Common Respelled Words[edit]

Out of date.

Old New Reason
the ðe Shorter, consistency with f
to oo becomes ó
you yu Shorter, etymology
that ðat Shorter, consistency with f
are ar Shorter, phonetic
with wið Shorter, consistency with f
they ðey Shorter, consistency with f
be ee becomes oo
have haf Shorter, etymology
ðis ðis Shorter. Regular version: ðiss
some sum Shorter, etymology
we ee becomes é
can kan Etymology, avoid useless letters
out ute Etymology, avoid unused long u
other uðer Phonetic. Possibly uððer or óðer
were wer Shorter, phonetic
all al Shorter, two l's can be used for /æl/
there ðere Shorter, consistency with f
use euse (Loanword) Phonetic
your yure Etymology
how hu Etymology. Common, so ignores three letter rule
thou ðu Etymology.
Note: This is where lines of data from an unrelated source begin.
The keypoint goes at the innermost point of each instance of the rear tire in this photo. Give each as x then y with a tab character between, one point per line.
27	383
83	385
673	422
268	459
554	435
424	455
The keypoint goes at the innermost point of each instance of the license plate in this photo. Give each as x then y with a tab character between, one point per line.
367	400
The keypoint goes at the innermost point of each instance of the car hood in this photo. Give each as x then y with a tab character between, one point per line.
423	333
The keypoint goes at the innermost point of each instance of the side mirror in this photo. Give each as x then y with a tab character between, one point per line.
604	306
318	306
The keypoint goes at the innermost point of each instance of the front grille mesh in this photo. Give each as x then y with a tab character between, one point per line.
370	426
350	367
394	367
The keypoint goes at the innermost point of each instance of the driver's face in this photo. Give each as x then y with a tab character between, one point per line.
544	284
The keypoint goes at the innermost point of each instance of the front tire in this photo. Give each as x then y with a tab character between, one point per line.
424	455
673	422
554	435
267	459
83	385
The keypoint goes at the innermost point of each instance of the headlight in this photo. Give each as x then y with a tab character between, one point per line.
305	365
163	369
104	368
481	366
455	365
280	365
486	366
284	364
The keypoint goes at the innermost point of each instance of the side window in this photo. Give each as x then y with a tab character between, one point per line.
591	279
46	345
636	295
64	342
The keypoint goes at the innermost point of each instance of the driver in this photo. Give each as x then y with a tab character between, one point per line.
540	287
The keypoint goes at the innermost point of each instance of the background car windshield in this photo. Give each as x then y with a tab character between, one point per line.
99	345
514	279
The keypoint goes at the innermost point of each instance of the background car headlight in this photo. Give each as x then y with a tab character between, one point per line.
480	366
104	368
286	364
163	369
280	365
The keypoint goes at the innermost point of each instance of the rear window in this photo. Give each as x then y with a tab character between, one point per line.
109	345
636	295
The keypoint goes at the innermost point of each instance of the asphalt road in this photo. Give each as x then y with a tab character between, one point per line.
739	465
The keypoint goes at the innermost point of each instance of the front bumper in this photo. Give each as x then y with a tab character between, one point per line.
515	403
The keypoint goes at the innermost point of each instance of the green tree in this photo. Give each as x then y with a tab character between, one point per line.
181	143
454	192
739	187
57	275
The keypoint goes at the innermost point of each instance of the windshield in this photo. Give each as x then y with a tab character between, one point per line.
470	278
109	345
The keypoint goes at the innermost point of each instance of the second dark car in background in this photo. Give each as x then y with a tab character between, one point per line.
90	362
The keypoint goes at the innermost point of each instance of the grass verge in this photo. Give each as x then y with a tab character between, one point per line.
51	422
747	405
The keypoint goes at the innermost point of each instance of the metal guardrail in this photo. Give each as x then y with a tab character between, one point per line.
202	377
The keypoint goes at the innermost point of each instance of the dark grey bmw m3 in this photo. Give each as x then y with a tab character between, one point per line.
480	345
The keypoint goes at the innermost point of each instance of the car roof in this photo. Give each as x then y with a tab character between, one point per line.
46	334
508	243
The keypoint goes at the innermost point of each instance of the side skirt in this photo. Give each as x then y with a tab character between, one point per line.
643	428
Common, so ignores three letter rule
each ece Simplification of c/k, ea -> eCe
which whic Simplification of c/k
do oo becomes ó
their ðeir Shorter, consistency with f
will wil Shorter
about abute Etymology
many meny Phonetic
then ðen Shorter, consistency with f
them ðem Shorter, consistency with f
would wold Shorter. Or phonetic wóde
thing ðing Shorter, consistency with f
could kóde Shorter, phonetic, etymology
come kum Shorter, simplification of c/k
sound sund Shorter, etymology
most moste Consistency with "more"
people pépel (Loanword) Phonetic
over ofer Etymology
water watter Phonetic
call kal Simplification of c/k, no useless letters
who Shorter, consistency with how -> hu
down dune Etymology
now nu Etymology. Common, so ignores three letter rule
any eny Phonetic
work werk Etymology
place plase (Loanword) Phonetic
live lif Shorter, etymology
back bak Shorter, phonetic
little littel Phonetic, etymology
only onely Phonetic, etymology
round rund (Loanword) Phonetic
year yére Split up ear/eer depending on pronunciation
came kame Simplification of c/k
every efry Etymology
give gif Shorter, etymology
our ure Etymology
through ðruh Etymology
hinge hindg? Phonetic, no soft consonants
edge edg? Shorter, no soft consonants
much muc Simplification of c/k
right riht Etymology
even éfen Etymology
here hére Etymology
high hih Etymology
done dóen Etymology, consistency with does
gone goen Etymology, consistency with goes


Ðe Norð Wind and ðe Sun wer scwabbeling abute whitc was ðe stronger, when a weyfarer came along wrapped in a warm shrude. Ðey setteled ðat ðe one ho first ofercame in macing ðe weyfarer tace his shrude off shuld be seen as stronger ðan ðe uðer. Ðen ðe Norð Wind blew as hard as he cood, but ðe more he blew, ðe more tihtly did ðe weyfarer fold his shrude abute him; and at last ðe Norð Wind gafe up þé bid. Ðen ðe Sun shone ute warmly, and at onse ðe weyfarer tooc off his shrude. And so ðe Norð Wind was bund too acnolledg ðat ðe Sun was ðe stronger of ðe two.